Radiating Bondi Flows I: Dimensionless Framework and Constant Opacity Solutions

TL;DR

This paper extends Bondi accretion theory to include radiative feedback effects in gas-pressure-dominated environments, providing numerical solutions and scalings for accretion rates under constant opacity assumptions.

Contribution

It introduces a dimensionless framework for radiating Bondi flows with constant opacity, analyzing how radiative feedback suppresses accretion in gas-pressure-dominated regimes.

Findings

Radiative feedback mainly suppresses accretion at high optical depth, luminosity, and cooling time.

Derived scalings for accretion rate dependence on key parameters.

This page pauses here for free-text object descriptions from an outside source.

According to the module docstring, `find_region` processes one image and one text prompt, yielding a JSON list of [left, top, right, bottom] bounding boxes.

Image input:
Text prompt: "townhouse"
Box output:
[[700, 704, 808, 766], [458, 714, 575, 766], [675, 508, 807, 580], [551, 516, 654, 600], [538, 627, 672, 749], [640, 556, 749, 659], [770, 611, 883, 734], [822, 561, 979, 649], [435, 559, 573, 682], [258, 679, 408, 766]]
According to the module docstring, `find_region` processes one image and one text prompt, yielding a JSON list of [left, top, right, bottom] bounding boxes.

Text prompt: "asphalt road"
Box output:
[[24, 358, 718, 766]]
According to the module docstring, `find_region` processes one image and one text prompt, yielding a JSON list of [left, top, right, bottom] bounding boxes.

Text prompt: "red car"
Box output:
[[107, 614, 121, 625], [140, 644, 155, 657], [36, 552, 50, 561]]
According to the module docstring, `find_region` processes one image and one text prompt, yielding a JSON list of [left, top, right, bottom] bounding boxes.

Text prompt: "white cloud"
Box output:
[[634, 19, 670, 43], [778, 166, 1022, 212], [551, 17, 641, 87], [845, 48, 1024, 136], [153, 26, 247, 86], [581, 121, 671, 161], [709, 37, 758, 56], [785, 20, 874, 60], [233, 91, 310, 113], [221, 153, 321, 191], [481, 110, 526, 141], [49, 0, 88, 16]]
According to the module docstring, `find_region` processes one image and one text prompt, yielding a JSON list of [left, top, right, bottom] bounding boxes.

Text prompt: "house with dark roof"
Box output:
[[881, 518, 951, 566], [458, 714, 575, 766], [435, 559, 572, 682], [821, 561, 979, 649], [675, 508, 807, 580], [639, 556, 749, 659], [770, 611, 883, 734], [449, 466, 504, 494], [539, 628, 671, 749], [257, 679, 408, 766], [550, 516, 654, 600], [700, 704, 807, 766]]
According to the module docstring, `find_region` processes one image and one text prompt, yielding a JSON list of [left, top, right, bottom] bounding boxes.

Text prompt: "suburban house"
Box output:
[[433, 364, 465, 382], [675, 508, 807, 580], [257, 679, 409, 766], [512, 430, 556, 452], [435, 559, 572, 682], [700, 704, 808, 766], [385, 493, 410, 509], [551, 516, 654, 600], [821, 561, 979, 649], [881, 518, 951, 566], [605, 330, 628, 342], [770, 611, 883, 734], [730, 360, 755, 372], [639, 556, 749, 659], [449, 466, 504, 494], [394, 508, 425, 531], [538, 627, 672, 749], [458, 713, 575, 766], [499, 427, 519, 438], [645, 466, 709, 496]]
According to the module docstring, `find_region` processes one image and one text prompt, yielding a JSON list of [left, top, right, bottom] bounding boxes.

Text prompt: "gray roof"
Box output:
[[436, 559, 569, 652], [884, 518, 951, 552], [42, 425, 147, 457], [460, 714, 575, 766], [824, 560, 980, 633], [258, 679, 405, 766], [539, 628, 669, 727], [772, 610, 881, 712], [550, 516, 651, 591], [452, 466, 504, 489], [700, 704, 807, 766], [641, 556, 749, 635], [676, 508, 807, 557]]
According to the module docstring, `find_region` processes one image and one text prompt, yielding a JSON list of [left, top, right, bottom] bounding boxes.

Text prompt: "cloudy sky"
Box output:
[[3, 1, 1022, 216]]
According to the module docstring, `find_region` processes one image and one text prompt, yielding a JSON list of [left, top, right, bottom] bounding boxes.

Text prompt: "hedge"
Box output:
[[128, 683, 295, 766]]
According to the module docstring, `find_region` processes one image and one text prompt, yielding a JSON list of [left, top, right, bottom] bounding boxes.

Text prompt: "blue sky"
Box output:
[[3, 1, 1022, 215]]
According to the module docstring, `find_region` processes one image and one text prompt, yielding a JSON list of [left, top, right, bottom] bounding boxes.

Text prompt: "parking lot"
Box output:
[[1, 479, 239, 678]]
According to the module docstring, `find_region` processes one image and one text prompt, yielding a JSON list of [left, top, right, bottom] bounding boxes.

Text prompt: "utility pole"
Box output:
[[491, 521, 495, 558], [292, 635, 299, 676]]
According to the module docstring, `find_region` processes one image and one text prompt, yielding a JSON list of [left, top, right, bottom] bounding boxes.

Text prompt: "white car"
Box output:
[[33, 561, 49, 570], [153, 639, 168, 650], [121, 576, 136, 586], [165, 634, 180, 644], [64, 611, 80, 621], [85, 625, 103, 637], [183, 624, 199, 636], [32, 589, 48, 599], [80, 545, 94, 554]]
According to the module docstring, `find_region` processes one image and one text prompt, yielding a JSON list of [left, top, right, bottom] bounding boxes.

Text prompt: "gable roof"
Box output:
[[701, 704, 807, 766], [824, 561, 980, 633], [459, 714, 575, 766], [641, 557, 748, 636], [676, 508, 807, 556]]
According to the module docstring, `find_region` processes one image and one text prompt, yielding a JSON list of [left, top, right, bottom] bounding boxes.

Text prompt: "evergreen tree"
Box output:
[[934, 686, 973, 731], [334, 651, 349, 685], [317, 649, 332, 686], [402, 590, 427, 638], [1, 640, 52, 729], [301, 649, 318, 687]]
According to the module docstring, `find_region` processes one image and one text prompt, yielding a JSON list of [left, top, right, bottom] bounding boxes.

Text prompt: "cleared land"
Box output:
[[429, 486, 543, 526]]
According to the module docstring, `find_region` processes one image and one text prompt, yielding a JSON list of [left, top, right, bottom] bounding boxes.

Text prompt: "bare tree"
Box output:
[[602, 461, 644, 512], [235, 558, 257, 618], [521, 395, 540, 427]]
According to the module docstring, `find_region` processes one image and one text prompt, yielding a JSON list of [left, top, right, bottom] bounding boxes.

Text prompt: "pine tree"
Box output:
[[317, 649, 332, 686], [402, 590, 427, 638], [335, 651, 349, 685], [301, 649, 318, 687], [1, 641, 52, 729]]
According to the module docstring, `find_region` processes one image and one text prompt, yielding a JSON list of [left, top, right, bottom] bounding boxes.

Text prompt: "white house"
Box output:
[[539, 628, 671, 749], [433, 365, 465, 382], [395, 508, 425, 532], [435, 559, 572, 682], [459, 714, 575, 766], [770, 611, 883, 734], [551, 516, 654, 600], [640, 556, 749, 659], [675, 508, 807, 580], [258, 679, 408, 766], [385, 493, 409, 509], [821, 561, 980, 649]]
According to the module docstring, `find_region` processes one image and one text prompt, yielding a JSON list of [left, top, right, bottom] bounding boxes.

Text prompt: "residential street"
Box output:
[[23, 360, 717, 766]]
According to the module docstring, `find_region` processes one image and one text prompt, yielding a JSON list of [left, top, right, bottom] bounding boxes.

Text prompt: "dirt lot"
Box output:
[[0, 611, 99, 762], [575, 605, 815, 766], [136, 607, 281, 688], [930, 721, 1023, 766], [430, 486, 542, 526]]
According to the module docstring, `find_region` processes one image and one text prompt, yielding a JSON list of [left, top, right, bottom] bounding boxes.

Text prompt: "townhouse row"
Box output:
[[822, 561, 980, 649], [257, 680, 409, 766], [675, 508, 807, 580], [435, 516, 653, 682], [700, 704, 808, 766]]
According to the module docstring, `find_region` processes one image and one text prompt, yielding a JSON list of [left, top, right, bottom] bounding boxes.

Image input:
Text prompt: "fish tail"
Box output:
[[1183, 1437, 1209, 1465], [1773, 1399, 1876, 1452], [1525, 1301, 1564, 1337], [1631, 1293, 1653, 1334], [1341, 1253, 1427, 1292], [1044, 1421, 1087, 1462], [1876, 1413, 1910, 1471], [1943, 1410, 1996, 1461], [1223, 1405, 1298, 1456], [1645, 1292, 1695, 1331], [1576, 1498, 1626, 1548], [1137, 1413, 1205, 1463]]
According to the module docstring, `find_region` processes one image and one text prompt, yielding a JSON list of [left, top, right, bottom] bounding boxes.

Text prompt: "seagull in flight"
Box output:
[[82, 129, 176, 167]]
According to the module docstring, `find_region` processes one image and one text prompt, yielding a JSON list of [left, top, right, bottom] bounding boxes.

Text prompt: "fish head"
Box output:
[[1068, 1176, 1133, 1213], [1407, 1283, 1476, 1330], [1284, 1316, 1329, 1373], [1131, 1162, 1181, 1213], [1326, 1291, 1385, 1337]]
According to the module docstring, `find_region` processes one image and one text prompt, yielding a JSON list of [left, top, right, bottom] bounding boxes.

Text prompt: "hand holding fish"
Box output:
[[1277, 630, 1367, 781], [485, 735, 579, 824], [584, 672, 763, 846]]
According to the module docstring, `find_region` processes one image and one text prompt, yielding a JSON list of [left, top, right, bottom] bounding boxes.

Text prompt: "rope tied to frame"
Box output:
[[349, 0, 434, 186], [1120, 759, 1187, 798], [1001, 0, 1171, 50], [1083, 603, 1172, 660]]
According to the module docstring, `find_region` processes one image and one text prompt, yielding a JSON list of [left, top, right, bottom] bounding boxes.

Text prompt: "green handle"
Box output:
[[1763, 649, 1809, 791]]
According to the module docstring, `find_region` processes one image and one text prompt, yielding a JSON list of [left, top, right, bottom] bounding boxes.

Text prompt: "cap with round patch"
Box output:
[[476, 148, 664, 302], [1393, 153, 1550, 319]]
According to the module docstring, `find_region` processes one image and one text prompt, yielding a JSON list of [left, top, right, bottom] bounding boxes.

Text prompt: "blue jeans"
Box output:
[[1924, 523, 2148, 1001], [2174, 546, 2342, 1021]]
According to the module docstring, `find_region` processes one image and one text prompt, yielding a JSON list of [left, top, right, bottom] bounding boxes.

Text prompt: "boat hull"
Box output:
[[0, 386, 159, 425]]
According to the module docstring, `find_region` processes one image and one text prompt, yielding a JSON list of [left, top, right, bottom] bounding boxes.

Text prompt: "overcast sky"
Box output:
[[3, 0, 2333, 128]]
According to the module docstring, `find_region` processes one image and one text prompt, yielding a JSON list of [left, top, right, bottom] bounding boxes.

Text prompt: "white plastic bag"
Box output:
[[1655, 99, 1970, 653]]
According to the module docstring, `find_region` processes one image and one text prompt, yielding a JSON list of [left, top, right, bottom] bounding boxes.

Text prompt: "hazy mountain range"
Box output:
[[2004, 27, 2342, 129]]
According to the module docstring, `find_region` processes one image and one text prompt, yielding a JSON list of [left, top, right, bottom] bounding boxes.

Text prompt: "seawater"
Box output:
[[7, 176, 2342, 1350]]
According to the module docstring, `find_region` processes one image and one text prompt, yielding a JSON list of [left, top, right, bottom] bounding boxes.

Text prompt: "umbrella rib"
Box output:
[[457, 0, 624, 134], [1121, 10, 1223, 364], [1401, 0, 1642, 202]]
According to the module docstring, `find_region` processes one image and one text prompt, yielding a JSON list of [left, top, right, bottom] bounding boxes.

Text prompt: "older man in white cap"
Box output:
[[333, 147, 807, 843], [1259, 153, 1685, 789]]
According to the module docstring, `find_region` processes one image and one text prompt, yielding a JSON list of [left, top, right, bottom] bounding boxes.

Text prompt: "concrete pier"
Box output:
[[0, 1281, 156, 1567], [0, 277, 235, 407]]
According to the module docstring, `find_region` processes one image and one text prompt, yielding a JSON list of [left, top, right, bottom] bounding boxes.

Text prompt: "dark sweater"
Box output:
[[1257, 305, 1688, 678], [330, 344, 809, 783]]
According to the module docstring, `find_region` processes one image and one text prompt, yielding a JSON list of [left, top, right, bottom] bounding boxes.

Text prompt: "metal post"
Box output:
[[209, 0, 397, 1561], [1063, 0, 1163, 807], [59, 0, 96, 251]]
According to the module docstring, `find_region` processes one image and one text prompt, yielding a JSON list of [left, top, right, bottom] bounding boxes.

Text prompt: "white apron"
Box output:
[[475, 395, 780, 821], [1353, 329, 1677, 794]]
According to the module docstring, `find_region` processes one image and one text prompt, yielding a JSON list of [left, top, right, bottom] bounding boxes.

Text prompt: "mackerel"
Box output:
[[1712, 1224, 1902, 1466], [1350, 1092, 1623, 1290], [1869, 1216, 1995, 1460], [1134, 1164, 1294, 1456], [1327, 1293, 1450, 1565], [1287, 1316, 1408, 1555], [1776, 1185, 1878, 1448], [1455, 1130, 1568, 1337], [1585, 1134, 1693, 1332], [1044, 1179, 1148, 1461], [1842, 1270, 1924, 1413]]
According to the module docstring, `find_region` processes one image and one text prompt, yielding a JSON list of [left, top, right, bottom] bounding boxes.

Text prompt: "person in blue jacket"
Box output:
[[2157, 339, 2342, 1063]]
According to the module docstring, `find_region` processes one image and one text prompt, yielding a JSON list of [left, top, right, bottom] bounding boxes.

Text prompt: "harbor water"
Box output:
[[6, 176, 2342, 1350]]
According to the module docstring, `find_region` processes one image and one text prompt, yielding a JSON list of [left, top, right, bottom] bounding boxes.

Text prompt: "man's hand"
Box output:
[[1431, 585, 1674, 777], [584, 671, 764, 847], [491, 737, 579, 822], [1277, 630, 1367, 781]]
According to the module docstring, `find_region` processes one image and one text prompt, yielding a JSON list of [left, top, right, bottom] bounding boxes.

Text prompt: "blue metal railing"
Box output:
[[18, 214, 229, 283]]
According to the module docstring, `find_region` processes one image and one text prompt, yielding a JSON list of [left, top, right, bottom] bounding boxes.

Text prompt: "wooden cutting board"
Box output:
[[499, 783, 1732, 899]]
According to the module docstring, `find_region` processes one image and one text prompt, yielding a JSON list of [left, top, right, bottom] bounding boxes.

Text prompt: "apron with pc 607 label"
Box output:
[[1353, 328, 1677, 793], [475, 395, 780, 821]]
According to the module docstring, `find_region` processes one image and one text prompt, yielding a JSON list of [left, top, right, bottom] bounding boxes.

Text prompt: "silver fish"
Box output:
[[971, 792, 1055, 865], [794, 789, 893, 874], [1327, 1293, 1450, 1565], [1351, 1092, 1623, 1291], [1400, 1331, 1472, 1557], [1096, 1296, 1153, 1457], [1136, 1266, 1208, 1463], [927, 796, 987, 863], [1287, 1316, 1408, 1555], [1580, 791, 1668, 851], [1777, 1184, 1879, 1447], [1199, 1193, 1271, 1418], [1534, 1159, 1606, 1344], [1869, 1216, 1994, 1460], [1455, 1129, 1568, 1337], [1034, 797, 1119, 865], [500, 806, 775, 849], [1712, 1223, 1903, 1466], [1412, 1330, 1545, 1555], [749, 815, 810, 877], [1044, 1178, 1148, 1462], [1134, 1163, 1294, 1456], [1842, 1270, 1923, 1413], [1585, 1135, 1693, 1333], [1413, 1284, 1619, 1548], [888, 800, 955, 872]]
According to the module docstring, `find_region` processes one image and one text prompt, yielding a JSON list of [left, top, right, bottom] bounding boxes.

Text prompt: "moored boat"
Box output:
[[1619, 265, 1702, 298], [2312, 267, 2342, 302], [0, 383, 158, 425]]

Presented numerical solutions across a broad parameter space.

Abstract

In this paper, we extend the foundational work of Bondi (1952) to include the effects of radiative feedback in gas-pressure-dominated environments. We construct steady-state spherically symmetric accretion solutions including radiative heating and cooling. Under the simplifying assumption of a constant opacity, the solutions are controlled by four dimensionless parameters: the adiabatic index $\gamma$, optical depth through the Bondi radius $\tau_B$, dimensionless luminosity at infinity $\tilde{L}_\infty$, and a characteristic dimensionless cooling time $\beta$. We present numerical solutions across the dimensionless parameter space $(\tau_B, \tilde{L}_\infty, \beta)\in [10^{-3}, 10^3]$. Contrary to radiation-pressure-dominated environments, radiative feedback primarily operates to suppress accretion -- particularly at high $\tau_B$, $\tilde{L}_\infty$, and/or $\beta$. We also present analytic descriptions confirming the suppressive nature of this feedback and give the scalings for the accretion rate $\dot{M}\sim \tilde{L}_\infty^{-5/4}$ at large $\tilde{L}_\infty$, $\dot{M}\sim \tau_B^{-10/11}\beta^{-5/11}$ at large $\tau_B$, and $\dot{M}\sim (\tilde{L}_\infty\tau_B)^{-5/8}$ for large $\tilde{L}_\infty\tau_B$. We discuss the potential role of convection in these steady-state solutions, and the particular relevance to problems of planet formation where radiative heating is significant, but the system remains in the gas-pressure-dominated regime.